FullStackWithLawrence · lpm0073 · Jun 16, 2026 · Jun 16, 2026 · Jun 16, 2026 · Jun 16, 2026
diff --git a/Makefile b/Makefile
@@ -52,7 +52,8 @@ run:
 	@echo "==============================================================================="
 	@echo "Running solution ..."
 	@echo "==============================================================================="
-	make docker-run
+	make python-fetch-data
+	make python-build-dataset
 
 # destroy all Docker build and local artifacts
 # takes around 1 minute to complete
@@ -61,7 +62,6 @@ tear-down:
 	@echo "Tearing down solution ..."
 	@echo "==============================================================================="
 	make python-clean
-	make docker-prune
 
 pre-commit-init:
 	@echo "==============================================================================="
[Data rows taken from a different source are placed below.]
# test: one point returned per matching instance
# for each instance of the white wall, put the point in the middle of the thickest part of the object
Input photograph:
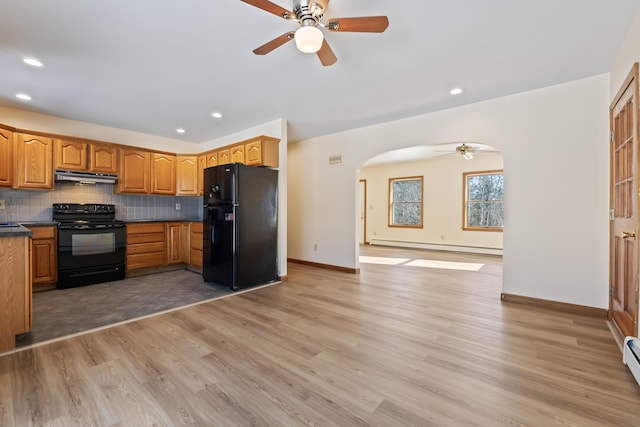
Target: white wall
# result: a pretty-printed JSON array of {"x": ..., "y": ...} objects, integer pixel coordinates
[
  {"x": 442, "y": 196},
  {"x": 628, "y": 54},
  {"x": 554, "y": 142}
]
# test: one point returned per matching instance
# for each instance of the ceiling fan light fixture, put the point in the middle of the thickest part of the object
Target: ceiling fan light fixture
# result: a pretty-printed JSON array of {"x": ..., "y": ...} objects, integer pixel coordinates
[{"x": 309, "y": 39}]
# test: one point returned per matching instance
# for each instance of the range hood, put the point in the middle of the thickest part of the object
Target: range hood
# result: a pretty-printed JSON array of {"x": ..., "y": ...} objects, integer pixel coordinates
[{"x": 85, "y": 177}]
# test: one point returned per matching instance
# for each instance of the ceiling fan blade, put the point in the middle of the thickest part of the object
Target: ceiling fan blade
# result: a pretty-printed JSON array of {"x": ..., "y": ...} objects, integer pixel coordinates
[
  {"x": 270, "y": 7},
  {"x": 326, "y": 55},
  {"x": 363, "y": 24},
  {"x": 273, "y": 44}
]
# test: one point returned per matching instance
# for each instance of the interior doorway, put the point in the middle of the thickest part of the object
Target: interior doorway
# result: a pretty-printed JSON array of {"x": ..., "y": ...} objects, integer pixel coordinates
[
  {"x": 623, "y": 255},
  {"x": 362, "y": 212}
]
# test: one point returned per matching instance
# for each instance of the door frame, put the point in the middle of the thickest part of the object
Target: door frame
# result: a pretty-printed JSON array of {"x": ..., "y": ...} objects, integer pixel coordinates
[
  {"x": 363, "y": 197},
  {"x": 630, "y": 81}
]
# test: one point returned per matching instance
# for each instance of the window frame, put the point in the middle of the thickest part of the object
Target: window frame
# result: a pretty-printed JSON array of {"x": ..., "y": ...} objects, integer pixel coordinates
[
  {"x": 465, "y": 201},
  {"x": 390, "y": 202}
]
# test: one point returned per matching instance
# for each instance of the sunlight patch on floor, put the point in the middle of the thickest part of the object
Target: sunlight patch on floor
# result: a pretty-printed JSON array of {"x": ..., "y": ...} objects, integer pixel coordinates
[
  {"x": 425, "y": 263},
  {"x": 382, "y": 260}
]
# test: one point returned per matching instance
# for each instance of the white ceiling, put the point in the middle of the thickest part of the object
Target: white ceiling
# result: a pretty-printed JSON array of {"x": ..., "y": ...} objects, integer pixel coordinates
[{"x": 154, "y": 65}]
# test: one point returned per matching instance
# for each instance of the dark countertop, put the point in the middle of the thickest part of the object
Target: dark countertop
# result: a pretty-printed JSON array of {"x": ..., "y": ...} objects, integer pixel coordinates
[
  {"x": 8, "y": 229},
  {"x": 38, "y": 223},
  {"x": 135, "y": 221}
]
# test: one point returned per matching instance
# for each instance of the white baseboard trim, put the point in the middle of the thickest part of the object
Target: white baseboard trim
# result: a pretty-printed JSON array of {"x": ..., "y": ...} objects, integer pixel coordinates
[{"x": 437, "y": 247}]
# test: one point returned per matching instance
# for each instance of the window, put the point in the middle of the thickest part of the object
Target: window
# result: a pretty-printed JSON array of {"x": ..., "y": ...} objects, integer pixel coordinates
[
  {"x": 405, "y": 202},
  {"x": 483, "y": 201}
]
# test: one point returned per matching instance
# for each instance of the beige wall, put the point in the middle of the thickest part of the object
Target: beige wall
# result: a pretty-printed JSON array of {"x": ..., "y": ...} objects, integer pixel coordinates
[
  {"x": 443, "y": 192},
  {"x": 554, "y": 143}
]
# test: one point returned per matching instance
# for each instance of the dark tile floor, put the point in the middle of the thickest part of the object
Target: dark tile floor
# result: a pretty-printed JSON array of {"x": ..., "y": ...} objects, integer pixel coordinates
[{"x": 62, "y": 312}]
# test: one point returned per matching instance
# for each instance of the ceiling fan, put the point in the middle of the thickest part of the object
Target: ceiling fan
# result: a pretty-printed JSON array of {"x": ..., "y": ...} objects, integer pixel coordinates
[
  {"x": 464, "y": 150},
  {"x": 309, "y": 14}
]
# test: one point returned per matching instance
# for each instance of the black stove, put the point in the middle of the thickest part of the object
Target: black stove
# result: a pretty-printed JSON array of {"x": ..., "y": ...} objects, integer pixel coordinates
[
  {"x": 85, "y": 215},
  {"x": 91, "y": 244}
]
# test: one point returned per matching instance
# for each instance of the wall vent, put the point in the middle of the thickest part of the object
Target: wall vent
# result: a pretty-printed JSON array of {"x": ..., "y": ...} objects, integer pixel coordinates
[{"x": 334, "y": 159}]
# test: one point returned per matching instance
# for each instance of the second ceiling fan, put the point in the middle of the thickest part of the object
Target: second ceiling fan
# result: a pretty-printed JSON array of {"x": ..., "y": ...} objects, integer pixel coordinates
[{"x": 309, "y": 38}]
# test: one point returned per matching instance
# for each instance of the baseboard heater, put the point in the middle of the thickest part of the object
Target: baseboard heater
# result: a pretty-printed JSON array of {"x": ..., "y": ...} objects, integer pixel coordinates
[
  {"x": 438, "y": 247},
  {"x": 631, "y": 356}
]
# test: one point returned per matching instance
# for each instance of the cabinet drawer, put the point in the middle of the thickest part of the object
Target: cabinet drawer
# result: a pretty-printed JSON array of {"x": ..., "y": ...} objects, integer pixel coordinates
[
  {"x": 133, "y": 239},
  {"x": 44, "y": 232},
  {"x": 152, "y": 227},
  {"x": 144, "y": 248},
  {"x": 147, "y": 260}
]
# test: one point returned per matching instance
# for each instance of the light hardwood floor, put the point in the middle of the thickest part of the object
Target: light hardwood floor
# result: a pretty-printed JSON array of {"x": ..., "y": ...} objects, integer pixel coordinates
[{"x": 396, "y": 345}]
@@ -140,7 +140,6 @@ python-requirements:
 	pip install pip==25.3 setuptools wheel pip-tools
 	pip-compile requirements/in/base.in -o requirements/base.txt
 	pip-compile requirements/in/local.in -o requirements/local.txt
-	pip-compile requirements/in/docker.in -o requirements/docker.txt
 
 python-fetch-data:
 	@echo "==============================================================================="
@@ -150,7 +149,7 @@ python-fetch-data:
 
 python-build-dataset:
 	@echo "==============================================================================="
-	@echo "Building dataset from fetched data ..."
+	@echo "Building enriched Netflix dataset from fetched data ..."
 	@echo "==============================================================================="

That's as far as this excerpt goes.